Much criticised subterranean platform level
The building is as far removed from the traditional concept of the signal box. The angular concrete design exemplified the white-hot technological optimism of 1960s Britain. It was commissioned as part of a step change in the county’s railway network, moving out of the Victorian steam age into an electrified space age. The original New Street had suffered significant bomb damage in the Second World War, which was only partially addressed by peace-time remodelling. A much wider modernisation of the West Coast Main Line, including a complete rebuild of New Street station, was carried out in the early 1960s.
The second New Street station, with a vastly increased rail capacity, replaced the elaborate Victorian design with a functional, but much criticised subterranean platform level. Although the surface level station concourse has been redesigned again, to much acclaim, the platforms remain buried under the Birmingham streets, punctuated by the 200 columns that support the buildings above. Telecommunications and signalling were also modernised with the opening of the new signal box which centralised the control of train movements around Birmingham. While the station has seen much redevelopment, the signal box has remained largely unchanged, and it is now a Grade II listed building, making it part of the nation’s built heritage.
Working life not finished
“The response to our rare tours inside this important piece of railway architecture has been fantastic and has completely blown us away”, said Bethanie Hayton, Network Rail senior communications manager. “We have spoken to everyone who was lucky enough to be randomly selected for a place on the tours.
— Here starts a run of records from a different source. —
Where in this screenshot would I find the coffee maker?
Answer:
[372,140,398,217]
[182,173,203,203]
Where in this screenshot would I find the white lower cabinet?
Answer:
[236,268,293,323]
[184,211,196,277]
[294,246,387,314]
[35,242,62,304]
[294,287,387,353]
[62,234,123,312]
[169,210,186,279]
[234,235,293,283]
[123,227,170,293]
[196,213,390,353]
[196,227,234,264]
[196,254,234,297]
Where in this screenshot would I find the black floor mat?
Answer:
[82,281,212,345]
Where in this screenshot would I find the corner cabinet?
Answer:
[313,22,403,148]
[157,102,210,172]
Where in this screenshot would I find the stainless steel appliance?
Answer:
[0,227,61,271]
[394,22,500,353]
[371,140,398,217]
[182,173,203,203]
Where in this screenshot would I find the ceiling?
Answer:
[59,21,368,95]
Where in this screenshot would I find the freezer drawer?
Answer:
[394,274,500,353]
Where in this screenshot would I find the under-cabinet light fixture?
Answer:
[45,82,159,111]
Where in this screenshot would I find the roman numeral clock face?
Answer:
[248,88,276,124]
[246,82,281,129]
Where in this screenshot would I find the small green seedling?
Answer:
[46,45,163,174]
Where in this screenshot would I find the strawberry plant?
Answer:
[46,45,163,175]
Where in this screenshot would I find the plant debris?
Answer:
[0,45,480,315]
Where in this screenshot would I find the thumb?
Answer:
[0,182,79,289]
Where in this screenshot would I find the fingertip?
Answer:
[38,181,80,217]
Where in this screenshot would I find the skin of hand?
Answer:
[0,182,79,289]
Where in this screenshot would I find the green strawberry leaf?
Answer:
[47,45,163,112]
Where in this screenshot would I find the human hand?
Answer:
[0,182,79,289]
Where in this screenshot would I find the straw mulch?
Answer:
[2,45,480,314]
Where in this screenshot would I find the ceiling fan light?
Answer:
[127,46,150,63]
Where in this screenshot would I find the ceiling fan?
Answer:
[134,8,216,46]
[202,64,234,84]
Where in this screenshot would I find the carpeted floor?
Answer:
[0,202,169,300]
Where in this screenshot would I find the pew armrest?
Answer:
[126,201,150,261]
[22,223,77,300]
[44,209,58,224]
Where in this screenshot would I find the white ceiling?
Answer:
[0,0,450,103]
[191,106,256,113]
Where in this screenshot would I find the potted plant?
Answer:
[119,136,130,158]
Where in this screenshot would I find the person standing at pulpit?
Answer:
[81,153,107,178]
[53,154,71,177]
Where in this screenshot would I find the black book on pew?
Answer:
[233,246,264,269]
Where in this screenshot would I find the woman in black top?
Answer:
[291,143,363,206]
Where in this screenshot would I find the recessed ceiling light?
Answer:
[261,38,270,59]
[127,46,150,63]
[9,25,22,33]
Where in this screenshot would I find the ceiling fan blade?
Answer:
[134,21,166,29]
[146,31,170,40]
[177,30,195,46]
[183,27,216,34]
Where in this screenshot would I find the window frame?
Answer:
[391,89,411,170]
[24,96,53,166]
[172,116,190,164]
We thank everyone who took the time to apply but weren’t lucky enough to be drawn in the ballot. However, I’d please urge people who have not been phoned in person to please not to come on the day with any form of ticket. They are now void and we’d hate for anyone to make a wasted journey and be disappointed when we have to turn them away.”
At the building’s peak up to 1,200 trains were directed by its team of signallers every day. Last Christmas the analogue technology made way for digital, and responsibility for all train movements through Britain’s busiest station outside of London was passed over to the West Midlands Signalling Centre in east Birmingham. The building however will not finish its working life. After the tours take place work will start to transform it into a training centre for the next generation of railway signallers.